2. Application assessment

The next step is to clearly articulate your new application dependencies and performance requirements. This includes:

  • I/O, bandwidth, storage subsystem types, and other performance characteristics being evaluated by all teams utilizing the new workload
  • A thorough understanding of what your organization is currently using and what you will need to meet future goals
  • Creating a dynamic design to help ensure that as workloads grow and change your infrastructure can adapt
  • Allowing workloads to run when and where they’re needed, which can include leveraging modern resource scheduling technologies such as Kubernetes to greatly aid in the effective distribution of resources and workloads

3. Data assessment

The third step is to evaluate the data access type and size anchoring of your workloads and various applications.

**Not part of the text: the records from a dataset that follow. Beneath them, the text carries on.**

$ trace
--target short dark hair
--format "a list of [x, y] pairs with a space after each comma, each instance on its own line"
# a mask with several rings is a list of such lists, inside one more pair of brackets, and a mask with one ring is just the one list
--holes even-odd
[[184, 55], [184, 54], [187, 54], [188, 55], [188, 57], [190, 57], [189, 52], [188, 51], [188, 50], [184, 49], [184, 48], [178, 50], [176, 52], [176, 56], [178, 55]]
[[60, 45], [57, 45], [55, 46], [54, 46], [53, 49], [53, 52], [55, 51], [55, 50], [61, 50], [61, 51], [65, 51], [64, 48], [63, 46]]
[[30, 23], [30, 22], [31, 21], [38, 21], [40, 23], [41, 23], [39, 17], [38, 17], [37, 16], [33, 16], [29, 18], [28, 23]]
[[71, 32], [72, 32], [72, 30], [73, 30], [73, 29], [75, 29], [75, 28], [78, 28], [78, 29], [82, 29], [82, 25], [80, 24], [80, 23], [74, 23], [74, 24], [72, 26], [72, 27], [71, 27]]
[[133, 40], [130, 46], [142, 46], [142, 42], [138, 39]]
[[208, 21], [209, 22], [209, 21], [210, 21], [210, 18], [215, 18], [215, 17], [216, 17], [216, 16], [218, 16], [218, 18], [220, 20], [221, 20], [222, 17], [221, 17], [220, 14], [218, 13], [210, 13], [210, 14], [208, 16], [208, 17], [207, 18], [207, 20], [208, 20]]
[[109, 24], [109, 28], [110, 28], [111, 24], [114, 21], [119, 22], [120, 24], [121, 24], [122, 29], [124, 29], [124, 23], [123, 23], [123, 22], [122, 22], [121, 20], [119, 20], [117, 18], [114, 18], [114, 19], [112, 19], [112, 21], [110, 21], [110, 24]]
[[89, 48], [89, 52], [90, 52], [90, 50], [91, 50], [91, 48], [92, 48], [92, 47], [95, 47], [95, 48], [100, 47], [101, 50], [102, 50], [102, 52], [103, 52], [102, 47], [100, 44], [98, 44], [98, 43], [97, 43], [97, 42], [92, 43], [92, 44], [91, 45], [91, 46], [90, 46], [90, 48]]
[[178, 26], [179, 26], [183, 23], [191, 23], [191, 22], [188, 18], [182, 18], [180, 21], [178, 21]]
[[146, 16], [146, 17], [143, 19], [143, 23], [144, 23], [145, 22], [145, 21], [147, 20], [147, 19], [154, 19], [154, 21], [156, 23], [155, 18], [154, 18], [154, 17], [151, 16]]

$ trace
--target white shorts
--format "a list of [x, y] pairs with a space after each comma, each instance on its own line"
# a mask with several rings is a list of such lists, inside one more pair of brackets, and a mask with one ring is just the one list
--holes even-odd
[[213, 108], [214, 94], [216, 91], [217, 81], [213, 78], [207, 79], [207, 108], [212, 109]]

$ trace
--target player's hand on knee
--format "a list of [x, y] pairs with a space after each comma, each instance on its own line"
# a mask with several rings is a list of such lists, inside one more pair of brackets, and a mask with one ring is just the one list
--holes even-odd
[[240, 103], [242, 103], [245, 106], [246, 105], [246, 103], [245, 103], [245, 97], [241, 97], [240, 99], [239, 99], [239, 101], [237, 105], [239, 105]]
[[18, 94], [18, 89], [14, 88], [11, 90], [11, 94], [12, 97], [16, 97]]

This means:

  • Key metrics like response times, queries, SLAs, and access permissions
  • Subsystems in place to feed modern tools like GPUs. For example, high end GPU servers like Dell EMC’s PowerEdge C4140 can require high bandwidth networking as well as all flash storage systems such as Dell EMC’s Isilon platforms to properly utilize GPUs effectively
  • Local storage capacity and traditional networking, such has multi-node compute and HCI platforms for large-scale workloads
  • Understanding what types of data you are working with, which can play a big role in the design of your infrastructure

While this list is not exhaustive, we’ve found that these tenets should be a part of every workload capacity planning exercise.